隻愣了兩秒,那男人再次攻擊華嬌,華嬌立刻用雙臂擋住臉,但是下一刻,那男人的法術就被反彈了回去,重重地撞在對面的牆壁上。
華嬌見狀,才想起甯若雨給她的符箓,爬起來就往外跑。
而跟她同寝室的兩個室友,都睡得死死的,根本叫不醒。
肯定是被下了藥!
男人立刻追了上去,但隻要一碰到那金色的光,就會被彈開,華嬌一邊跑一邊大喊,整棟宿舍樓裏的學生都被驚動了。
男人咬了咬牙,沒有再追,後退了兩步,消失在黑暗之中。
華嬌從宿舍樓裏跑了出來,此時,天剛亮,已經有學生起來晨練了,他們都驚疑地看着她。
她連忙拿出手機,給甯若雨打了個電話過去“表姐,你,你說得沒錯,他們真的派了人來綁架我,現在我該怎麽辦?”
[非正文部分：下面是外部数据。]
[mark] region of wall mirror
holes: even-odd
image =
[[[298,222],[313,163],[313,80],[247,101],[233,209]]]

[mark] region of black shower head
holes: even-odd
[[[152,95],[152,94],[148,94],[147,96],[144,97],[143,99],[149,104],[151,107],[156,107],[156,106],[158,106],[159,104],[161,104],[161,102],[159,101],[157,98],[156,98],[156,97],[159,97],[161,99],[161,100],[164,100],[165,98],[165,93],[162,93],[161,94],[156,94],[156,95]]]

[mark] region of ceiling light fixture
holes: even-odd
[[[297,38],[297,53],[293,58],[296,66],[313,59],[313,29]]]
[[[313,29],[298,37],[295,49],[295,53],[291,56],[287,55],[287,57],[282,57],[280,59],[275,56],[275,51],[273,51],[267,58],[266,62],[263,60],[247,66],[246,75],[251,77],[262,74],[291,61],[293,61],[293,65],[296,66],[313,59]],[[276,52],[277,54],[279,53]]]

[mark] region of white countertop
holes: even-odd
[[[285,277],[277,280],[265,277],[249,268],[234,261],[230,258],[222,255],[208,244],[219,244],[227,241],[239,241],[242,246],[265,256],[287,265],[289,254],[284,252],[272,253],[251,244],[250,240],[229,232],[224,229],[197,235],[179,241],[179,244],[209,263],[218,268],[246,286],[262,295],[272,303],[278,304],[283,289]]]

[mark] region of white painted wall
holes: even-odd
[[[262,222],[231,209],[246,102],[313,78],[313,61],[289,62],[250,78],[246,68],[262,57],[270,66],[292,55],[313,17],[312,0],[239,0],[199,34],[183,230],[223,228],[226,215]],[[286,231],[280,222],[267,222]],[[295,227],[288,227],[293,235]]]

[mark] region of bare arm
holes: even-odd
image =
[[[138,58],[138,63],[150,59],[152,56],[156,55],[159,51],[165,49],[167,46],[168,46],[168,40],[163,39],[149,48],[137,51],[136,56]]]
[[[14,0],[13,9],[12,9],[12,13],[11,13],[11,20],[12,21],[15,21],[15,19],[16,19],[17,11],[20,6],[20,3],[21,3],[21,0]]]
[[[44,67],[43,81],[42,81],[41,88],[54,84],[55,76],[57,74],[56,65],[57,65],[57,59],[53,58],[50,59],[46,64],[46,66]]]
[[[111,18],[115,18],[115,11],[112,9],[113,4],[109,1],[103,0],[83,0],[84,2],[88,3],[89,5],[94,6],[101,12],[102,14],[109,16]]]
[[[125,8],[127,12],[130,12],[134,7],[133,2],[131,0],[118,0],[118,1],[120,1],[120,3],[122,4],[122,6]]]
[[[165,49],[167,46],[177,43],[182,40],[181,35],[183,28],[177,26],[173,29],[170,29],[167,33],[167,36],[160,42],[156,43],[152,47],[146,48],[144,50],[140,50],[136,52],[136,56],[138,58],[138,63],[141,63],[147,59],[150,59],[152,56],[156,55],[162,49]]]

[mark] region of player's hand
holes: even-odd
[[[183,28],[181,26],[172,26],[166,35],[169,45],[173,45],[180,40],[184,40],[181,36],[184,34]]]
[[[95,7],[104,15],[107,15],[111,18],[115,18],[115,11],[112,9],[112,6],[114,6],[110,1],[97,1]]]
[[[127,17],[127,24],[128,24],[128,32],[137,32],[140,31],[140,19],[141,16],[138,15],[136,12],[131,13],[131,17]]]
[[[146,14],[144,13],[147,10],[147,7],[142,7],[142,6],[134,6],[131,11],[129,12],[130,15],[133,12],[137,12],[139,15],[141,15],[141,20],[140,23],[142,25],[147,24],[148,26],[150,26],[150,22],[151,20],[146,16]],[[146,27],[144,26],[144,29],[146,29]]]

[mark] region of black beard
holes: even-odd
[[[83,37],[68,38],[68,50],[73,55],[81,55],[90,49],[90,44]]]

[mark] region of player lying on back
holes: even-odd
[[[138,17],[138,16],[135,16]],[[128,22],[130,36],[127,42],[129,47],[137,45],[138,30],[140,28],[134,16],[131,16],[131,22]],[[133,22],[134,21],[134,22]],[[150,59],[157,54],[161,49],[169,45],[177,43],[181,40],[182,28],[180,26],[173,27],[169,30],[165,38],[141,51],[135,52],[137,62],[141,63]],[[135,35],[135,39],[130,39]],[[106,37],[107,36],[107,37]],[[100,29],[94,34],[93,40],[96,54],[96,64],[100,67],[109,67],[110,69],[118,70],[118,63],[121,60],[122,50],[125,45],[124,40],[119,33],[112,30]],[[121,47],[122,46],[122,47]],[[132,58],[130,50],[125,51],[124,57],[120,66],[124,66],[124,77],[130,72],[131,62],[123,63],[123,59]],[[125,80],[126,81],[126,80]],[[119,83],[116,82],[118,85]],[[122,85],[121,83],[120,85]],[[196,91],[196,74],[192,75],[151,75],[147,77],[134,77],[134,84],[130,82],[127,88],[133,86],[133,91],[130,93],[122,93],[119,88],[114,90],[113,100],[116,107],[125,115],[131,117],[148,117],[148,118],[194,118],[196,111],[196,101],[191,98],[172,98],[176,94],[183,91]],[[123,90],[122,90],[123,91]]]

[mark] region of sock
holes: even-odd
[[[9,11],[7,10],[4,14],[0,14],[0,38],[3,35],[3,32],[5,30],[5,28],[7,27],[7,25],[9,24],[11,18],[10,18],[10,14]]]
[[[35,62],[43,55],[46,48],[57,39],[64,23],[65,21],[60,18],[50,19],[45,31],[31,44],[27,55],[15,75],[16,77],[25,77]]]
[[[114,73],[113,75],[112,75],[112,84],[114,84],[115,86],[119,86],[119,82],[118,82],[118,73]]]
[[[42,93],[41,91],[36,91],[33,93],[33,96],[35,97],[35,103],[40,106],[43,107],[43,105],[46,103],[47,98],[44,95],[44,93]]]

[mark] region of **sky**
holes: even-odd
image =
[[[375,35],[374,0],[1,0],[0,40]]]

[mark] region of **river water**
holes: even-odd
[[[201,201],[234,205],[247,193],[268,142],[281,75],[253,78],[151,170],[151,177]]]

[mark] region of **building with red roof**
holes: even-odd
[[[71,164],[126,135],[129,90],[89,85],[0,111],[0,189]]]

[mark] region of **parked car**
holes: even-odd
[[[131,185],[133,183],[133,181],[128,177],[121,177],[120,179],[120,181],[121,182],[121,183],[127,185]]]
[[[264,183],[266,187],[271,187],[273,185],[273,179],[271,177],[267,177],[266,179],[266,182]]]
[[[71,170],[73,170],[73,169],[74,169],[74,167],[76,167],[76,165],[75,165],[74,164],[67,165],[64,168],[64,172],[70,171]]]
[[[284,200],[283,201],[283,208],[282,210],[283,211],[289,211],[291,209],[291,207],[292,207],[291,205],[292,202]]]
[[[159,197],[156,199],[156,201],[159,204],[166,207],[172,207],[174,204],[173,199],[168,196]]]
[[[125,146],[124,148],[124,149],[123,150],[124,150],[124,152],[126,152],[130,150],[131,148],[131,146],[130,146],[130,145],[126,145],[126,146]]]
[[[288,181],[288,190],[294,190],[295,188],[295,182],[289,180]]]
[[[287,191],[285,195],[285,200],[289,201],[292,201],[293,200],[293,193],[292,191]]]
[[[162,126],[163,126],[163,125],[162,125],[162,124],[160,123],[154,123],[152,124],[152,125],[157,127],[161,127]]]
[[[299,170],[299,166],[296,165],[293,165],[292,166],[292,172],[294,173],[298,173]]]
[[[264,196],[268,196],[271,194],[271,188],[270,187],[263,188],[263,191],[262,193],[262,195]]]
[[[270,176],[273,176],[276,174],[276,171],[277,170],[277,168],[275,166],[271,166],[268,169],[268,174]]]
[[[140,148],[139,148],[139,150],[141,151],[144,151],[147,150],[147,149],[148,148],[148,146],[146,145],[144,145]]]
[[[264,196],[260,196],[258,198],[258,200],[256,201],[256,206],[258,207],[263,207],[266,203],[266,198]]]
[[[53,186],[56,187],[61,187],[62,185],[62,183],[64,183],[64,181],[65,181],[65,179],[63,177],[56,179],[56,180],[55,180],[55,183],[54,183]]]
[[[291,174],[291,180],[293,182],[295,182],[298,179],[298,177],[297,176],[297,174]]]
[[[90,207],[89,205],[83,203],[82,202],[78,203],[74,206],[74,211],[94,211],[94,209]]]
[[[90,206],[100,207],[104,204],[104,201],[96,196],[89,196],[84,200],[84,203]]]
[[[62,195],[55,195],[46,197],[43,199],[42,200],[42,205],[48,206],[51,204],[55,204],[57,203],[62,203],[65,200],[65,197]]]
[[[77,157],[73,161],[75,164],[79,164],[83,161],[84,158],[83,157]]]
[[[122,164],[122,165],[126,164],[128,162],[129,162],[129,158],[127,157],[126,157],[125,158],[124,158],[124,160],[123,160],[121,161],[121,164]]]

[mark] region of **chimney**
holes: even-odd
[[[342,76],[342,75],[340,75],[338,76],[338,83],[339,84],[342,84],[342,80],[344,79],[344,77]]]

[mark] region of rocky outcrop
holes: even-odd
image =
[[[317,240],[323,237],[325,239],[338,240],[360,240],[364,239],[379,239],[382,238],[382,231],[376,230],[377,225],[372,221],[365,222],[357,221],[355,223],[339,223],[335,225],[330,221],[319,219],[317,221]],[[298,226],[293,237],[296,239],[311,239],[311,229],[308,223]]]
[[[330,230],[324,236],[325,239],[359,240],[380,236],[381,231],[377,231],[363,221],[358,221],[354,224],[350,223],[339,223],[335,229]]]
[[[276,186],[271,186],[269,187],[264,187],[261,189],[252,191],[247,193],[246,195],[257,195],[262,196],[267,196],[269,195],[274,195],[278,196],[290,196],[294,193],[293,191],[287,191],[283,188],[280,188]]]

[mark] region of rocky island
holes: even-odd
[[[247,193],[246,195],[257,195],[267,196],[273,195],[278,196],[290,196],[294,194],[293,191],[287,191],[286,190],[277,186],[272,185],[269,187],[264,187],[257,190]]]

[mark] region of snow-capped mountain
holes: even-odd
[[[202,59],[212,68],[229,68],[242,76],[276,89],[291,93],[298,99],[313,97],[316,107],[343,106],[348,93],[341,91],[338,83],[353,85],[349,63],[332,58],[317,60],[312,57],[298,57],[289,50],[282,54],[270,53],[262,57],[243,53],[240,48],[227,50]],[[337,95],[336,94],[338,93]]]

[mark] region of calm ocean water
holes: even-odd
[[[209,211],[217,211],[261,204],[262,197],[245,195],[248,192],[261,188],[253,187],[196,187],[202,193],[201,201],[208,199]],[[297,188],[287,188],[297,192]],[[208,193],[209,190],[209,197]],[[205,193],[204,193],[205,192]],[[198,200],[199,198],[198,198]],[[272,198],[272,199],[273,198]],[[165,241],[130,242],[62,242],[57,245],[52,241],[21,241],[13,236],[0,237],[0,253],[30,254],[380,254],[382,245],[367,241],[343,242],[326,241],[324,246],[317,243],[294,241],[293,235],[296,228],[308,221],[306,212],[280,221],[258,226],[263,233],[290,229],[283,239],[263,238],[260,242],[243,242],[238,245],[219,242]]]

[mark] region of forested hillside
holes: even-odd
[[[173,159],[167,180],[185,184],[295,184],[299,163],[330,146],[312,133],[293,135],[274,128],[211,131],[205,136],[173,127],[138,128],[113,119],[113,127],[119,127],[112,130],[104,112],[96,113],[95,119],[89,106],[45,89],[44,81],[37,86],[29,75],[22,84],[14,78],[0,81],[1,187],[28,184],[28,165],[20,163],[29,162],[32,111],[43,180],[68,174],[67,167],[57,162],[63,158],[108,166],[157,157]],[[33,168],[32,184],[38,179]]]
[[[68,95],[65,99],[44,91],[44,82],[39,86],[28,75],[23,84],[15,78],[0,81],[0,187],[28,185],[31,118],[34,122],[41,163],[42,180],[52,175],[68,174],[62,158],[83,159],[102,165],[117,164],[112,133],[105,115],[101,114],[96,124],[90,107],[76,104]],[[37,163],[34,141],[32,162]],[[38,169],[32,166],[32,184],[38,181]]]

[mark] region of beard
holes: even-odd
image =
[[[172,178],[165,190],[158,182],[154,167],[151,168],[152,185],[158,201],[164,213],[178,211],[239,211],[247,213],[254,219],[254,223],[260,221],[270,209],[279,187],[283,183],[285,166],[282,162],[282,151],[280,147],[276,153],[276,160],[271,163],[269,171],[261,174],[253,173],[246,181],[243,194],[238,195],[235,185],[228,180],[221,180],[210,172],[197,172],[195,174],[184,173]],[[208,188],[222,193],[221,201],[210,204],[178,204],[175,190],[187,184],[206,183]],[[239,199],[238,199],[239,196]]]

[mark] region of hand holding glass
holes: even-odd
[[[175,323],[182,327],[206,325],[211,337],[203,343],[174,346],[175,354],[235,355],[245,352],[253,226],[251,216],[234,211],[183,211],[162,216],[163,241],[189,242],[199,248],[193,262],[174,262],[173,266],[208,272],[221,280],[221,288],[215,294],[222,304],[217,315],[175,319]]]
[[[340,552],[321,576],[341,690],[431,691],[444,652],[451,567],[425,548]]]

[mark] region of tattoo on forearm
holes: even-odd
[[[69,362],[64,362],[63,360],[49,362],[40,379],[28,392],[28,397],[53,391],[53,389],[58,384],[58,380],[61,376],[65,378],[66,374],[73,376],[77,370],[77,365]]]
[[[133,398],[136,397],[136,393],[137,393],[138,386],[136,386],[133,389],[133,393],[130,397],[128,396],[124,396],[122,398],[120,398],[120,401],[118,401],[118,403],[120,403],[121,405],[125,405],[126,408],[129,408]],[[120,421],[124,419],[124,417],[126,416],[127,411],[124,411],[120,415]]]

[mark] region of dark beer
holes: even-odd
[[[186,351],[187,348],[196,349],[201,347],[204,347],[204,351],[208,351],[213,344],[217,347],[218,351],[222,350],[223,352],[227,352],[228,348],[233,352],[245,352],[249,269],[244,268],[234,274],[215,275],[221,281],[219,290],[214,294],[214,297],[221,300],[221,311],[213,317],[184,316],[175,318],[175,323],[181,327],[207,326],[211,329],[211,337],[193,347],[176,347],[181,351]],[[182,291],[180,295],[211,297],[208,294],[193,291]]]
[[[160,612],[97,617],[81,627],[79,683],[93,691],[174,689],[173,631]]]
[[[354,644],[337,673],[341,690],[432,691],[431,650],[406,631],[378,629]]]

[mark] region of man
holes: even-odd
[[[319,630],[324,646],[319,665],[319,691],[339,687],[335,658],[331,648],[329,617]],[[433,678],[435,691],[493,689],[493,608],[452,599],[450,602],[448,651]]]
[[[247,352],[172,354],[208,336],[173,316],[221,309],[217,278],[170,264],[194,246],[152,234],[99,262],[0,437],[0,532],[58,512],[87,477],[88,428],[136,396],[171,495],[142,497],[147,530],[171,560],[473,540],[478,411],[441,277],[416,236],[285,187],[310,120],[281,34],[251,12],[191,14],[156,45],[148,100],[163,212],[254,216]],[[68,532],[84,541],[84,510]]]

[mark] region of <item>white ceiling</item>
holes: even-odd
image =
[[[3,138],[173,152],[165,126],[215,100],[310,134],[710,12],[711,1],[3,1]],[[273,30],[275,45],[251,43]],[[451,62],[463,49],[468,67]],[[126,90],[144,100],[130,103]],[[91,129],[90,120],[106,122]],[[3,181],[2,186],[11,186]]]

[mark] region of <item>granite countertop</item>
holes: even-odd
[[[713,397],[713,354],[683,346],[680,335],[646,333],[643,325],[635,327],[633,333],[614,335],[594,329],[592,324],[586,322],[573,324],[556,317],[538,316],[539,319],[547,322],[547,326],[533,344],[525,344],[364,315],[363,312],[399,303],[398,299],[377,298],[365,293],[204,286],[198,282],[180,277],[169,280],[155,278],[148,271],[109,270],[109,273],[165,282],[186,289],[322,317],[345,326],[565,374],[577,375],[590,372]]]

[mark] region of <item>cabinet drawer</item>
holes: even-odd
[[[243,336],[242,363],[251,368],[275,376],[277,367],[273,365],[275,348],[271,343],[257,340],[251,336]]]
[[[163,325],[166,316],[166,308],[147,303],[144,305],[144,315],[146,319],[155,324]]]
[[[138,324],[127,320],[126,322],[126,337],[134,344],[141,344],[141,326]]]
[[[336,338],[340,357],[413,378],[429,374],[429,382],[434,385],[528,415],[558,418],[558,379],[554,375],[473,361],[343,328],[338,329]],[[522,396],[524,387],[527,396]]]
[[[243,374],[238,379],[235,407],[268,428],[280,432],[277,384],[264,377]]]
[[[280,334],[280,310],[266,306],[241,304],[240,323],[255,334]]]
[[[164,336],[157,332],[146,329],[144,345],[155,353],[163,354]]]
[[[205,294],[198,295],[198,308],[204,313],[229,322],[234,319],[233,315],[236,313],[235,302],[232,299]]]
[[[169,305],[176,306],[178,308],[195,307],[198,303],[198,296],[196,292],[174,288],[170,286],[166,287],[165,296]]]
甯若雨淡淡道“不用擔心,你照常去上課,大庭廣衆之下,他不敢對你怎麽樣。”
華嬌挂斷了電話,身上的金光也漸漸散開,照常去了教室,剛上了兩節課,忽然聽到周圍女生發出驚呼聲,她擡頭一看,竟然是倪洛走進了教室。
“那不是甲班的倪洛嗎?他跑到我們丁班來幹什麽?”有人低聲道。
倪洛徑直走到華嬌的面前,臉色很不好看。
“他是來找倪洛的?”有個女生帶着酸味說,“難道他是倪洛的男朋友?”
“怎麽可能?像他那樣的天才,怎麽會喜歡上倪洛這種廢柴。”
“就是嘛,倪洛長得又不好看,天賦又不行,根本配不上倪洛學長。”
倪洛來到華嬌面前,華嬌卻露出了驚恐和憤怒之色,立刻站起來,後退了一步。
倪洛陰沉着臉,道“告訴你表姐,晚上七點,還是在那家奶茶店見。”
說罷,他轉身就走,根本沒有搭理華嬌。
華嬌更生氣了,你派人來綁架我,我還沒上門興師問罪呢,你居然敢來找我麻煩?
倪洛一直等到八點半也沒有等到人,臉色黑成了鍋底,他正準備離開,忽然收到了一條短信隔壁甜品店見。
倪洛臉色陰沉地來到隔壁的甜品店,甯若雨三人正在優哉遊哉地吃甜品。
倪洛關上包房的門,目光冰冷地盯着甯若雨,道“你耍我?”
甯若雨吃了一口酒釀圓子,嗤笑道“我耍你?我倒是想問問你,今天早上那個襲擊我表妹的人到底是誰。”
倪洛冷冷道“我怎麽知道?”
甯若雨用合金勺子輕輕瞧着瓷碗,笑容冷冽“我給你藥,讓你昨晚免受心痛之苦,而你卻派人綁架我表妹,恩将仇報,你說,我該不該生氣?”
倪洛加重了語氣,道“我說過,我不知道什麽綁架!”
甯若雨眼裏滿是譏諷,道“我聽說倪家人是北遼省第一世家,沒想到教出來的嫡系子弟,居然敢做不敢當。”
倪洛眼中閃過一抹怒意,道“你到底想怎麽樣?”
“不想怎麽樣。”甯若雨放下勺子,道,“昨天我給了你一次機會,但你沒有抓住,我不會再給你機會了,你走吧。”